Across the 15 countries of West Africa, various strategies have been implemented to promote evidence-based policies. The purpose of this rapid review is to examine two key examples of evidence-based strategies used to successfully implement health interventions in each of the West African countries and to highlight lessons learned, and their implication for evidence-to-policy link.

   Methods Top

We employed the rapid review technique, defined as a type of knowledge synthesis in which systematic review processes are accelerated and methods are streamlined to complete the review more quickly than is the case for typical systematic reviews.[10] This is with the intention of meeting policymakers' needs to inform policy development in a timely way.[11]

A PubMed search was conducted in the month of April 2020 using the combination of the following keywords: health, policy making, evidence, plus name of each of the 15 West African countries. The search date ranged from 1966 to 2020 and was focused mainly on studies published in English and studies published in French but with titles and abstracts translated in English. The publication entries were initially screened using the following two key study inclusion criteria: (i) must have been conducted in any of the 15 West African countries and (ii) must describe policy components and the process of use of evidence in policymaking in any aspect of the health sector. We did not use gray literature because our emphasis was on peer-reviewed publications.

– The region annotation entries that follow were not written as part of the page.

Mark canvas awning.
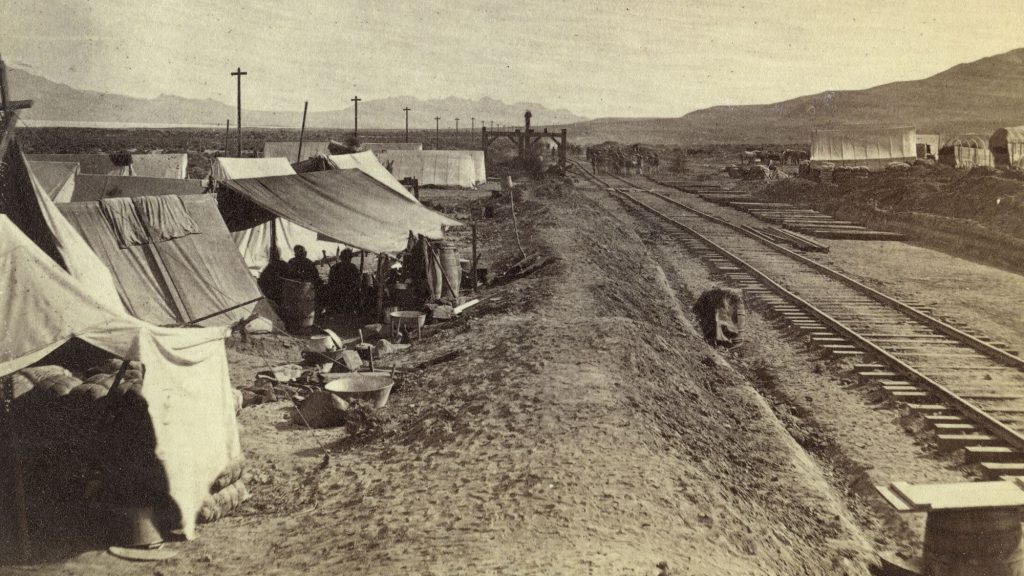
[66,174,206,202]
[374,150,487,188]
[0,215,242,539]
[223,169,468,252]
[263,140,331,164]
[327,151,420,203]
[59,195,261,326]
[211,158,344,277]
[29,160,80,202]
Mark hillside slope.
[575,48,1024,145]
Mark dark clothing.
[326,260,362,312]
[256,260,288,301]
[285,256,321,286]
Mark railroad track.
[577,159,1024,478]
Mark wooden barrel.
[924,508,1024,576]
[437,244,462,297]
[278,278,316,332]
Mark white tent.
[131,154,188,179]
[939,134,995,168]
[0,215,242,539]
[988,126,1024,170]
[918,134,942,158]
[359,142,423,152]
[811,126,918,170]
[211,158,345,277]
[375,150,487,188]
[29,160,81,202]
[328,151,419,202]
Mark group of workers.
[257,246,362,314]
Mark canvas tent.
[988,126,1024,170]
[939,134,995,168]
[211,158,344,277]
[359,142,423,152]
[28,154,188,178]
[375,150,487,188]
[811,126,918,170]
[263,140,331,164]
[918,134,942,158]
[59,195,261,326]
[70,174,207,202]
[222,169,459,252]
[0,215,242,539]
[29,161,81,202]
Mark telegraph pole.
[231,67,249,158]
[351,96,361,137]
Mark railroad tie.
[978,462,1024,480]
[906,403,949,414]
[964,446,1024,463]
[935,433,1001,451]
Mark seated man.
[327,249,362,313]
[256,246,288,302]
[285,245,321,286]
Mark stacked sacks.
[7,359,249,534]
[199,460,251,523]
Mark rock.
[362,324,384,340]
[334,349,362,372]
[374,338,394,357]
[430,304,455,322]
[240,390,263,408]
[292,390,348,428]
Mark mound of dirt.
[757,166,1024,272]
[18,180,870,576]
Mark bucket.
[278,278,316,332]
[324,372,394,408]
[437,244,462,304]
[924,508,1024,576]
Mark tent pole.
[377,252,387,324]
[0,374,32,562]
[469,222,476,294]
[359,250,367,314]
[295,100,309,162]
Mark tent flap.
[0,215,242,538]
[224,169,464,252]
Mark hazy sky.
[0,0,1024,117]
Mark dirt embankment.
[760,166,1024,273]
[9,177,870,576]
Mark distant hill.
[8,68,585,129]
[573,48,1024,146]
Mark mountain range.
[9,48,1024,146]
[8,68,586,129]
[572,48,1024,146]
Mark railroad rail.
[577,158,1024,477]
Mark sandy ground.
[6,177,871,575]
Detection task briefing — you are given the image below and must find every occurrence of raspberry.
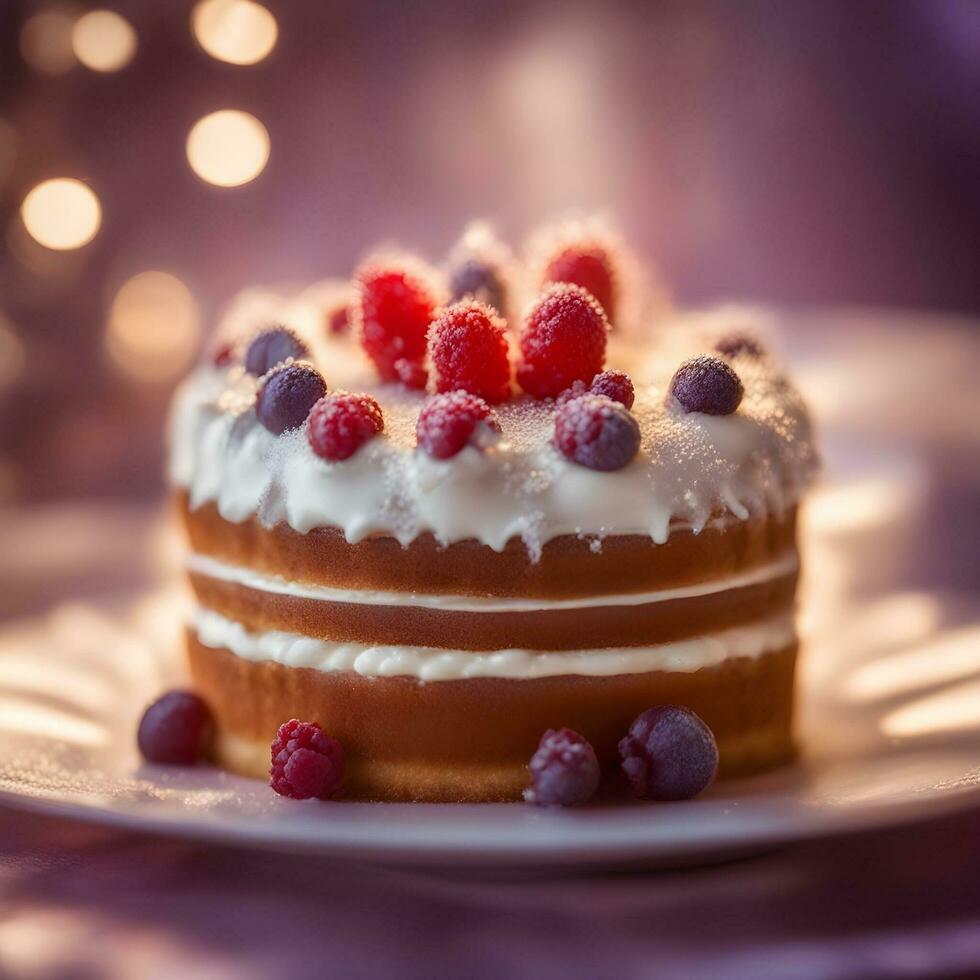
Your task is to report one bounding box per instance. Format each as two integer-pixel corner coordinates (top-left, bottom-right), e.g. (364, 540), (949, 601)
(136, 691), (214, 766)
(517, 283), (609, 398)
(269, 718), (344, 800)
(415, 391), (500, 459)
(449, 259), (505, 313)
(619, 705), (718, 800)
(715, 330), (765, 357)
(555, 381), (591, 408)
(429, 300), (510, 405)
(524, 728), (599, 806)
(589, 371), (636, 408)
(670, 354), (744, 415)
(245, 327), (310, 378)
(255, 364), (327, 436)
(327, 303), (350, 335)
(395, 357), (429, 391)
(356, 266), (437, 381)
(544, 243), (616, 320)
(555, 394), (640, 471)
(306, 392), (385, 463)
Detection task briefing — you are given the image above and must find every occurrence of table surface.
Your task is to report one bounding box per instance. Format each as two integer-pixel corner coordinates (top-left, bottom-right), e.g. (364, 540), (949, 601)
(0, 313), (980, 978)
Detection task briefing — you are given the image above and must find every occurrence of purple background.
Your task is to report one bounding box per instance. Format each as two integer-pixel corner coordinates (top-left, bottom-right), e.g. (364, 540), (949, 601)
(0, 0), (980, 502)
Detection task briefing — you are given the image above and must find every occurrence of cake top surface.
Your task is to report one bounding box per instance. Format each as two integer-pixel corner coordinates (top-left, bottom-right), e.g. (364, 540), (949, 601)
(170, 263), (816, 560)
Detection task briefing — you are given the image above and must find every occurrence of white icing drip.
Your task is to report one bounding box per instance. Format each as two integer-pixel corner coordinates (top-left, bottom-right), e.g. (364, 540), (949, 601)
(192, 609), (796, 681)
(187, 554), (798, 612)
(170, 293), (814, 559)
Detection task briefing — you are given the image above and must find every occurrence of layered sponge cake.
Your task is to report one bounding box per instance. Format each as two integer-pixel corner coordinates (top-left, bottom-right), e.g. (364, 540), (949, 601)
(171, 228), (814, 802)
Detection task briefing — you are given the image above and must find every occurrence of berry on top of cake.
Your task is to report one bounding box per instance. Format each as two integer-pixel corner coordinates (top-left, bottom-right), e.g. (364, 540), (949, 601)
(170, 211), (816, 806)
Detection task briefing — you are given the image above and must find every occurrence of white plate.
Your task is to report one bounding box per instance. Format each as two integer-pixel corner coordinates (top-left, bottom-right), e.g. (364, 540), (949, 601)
(0, 455), (980, 869)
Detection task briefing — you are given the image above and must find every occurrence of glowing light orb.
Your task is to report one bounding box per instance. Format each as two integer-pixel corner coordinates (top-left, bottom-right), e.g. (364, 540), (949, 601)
(20, 177), (102, 250)
(20, 10), (75, 75)
(71, 10), (137, 72)
(191, 0), (279, 65)
(106, 269), (201, 381)
(187, 109), (270, 187)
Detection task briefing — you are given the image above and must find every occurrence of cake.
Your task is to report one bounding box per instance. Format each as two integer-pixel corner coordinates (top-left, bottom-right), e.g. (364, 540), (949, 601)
(170, 224), (814, 802)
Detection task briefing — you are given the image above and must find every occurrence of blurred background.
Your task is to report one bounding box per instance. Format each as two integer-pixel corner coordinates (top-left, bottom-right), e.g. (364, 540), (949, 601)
(0, 0), (980, 505)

Two of the authors (CJU and BIU) independently performed the search and data extraction which involved screening of titles, abstracts, and the full texts of publications. Where there were disagreements, resolutions and consensus were reached through discussion between the two authors, with confirmation from the remaining authors (IS and EJ).

Publications that fulfilled these initial inclusion criteria were identified. A second round of screening was conducted to select two publications from each country that best described the mechanism and/or processes used to facilitate evidence-to-policy-to-practice processes in health interventions with some measurable outcomes.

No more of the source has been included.